K. Thangavel, MLA, has said that relief and rehabilitation in flood affected areas in the city had been going at a slow pace owing to lack of coordination between the district and Corporation administrations. “Both have been functioning more or less in a parallel manner, which, in turn, is slowing down the rehabilitation of the residents in the flood-hit colonies,” the CPI(M) leader told reporters here on Friday.
Mr. Thangavel was of the opinion that the district administration lacked the expertise needed to handle emergency situations arising out of calamities like flash flood. “This is evident from the sloppy manner in which Collector M. Mathivanan and his team carried out the relief operations.
Even 72 hours after water receded following the flood in the early hours of Monday, rubbish/silt could still be seen lying in many hamlets and foul smell emanating from the houses that got inundated,” he said.

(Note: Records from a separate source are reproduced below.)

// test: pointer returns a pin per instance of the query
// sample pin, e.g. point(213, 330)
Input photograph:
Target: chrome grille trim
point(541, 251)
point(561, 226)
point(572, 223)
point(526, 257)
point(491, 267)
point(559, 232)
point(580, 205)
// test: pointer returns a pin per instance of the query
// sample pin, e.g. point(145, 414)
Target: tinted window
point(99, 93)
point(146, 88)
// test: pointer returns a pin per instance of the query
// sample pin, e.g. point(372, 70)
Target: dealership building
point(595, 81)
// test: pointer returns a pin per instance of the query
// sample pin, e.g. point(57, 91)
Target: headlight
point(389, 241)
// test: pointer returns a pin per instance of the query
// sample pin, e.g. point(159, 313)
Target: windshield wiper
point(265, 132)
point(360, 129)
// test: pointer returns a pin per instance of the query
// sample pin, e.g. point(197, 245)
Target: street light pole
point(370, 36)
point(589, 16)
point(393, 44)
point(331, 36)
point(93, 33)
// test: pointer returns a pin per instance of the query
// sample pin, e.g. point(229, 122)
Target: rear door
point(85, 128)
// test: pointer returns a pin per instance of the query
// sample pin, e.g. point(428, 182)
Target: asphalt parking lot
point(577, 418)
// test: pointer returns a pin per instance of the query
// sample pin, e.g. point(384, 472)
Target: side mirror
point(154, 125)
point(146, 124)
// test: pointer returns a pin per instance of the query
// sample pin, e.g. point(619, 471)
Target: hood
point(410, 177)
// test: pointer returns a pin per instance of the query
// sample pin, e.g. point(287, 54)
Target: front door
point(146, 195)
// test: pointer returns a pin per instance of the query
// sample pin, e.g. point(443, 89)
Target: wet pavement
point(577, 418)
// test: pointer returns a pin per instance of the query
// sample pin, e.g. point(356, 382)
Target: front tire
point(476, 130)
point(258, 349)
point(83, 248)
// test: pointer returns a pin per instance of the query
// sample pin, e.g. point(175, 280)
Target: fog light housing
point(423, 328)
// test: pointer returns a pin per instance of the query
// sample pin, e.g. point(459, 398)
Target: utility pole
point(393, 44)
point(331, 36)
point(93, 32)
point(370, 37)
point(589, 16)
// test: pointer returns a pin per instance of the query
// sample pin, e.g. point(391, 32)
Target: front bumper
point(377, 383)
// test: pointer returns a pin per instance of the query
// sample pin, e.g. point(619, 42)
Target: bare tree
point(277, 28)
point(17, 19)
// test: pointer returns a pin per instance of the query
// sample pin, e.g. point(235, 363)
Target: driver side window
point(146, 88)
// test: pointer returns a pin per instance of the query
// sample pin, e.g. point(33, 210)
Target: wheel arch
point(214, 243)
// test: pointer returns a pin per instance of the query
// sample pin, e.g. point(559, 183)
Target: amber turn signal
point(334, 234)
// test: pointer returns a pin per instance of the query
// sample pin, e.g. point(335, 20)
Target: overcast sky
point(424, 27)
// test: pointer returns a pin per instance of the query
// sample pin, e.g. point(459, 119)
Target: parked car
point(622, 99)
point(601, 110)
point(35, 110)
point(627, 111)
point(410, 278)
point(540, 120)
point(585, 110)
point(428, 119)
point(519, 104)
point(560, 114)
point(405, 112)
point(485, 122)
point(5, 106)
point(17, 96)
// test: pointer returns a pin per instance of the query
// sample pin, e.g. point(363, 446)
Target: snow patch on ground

The officials, according to him, also lacked the knowledge of what government machinery will have to do for people whose entire paraphernalia were taken away by the flood waters.
Mr. Thangavel said that the district administration did not include him in any of the consultative meetings held to evaluate the damages as well as to chalk out action plan for restoring normalcy in the lives of those affected, even though almost entire flood-hit colonies falls under his constituency (Tirupur South). He reiterated the need to augment financial and welfare assistances to the flood affected families on a need-basis instead of uniformly giving certain quantity of rice, cash and kerosene.
V. S. Isaac Aiyya, national president of Akila Indiya Jananayaka Makkal Katchi, asked the state government to increase the solatium amount from Rs. 2 lakh to Rs. 5 lakh.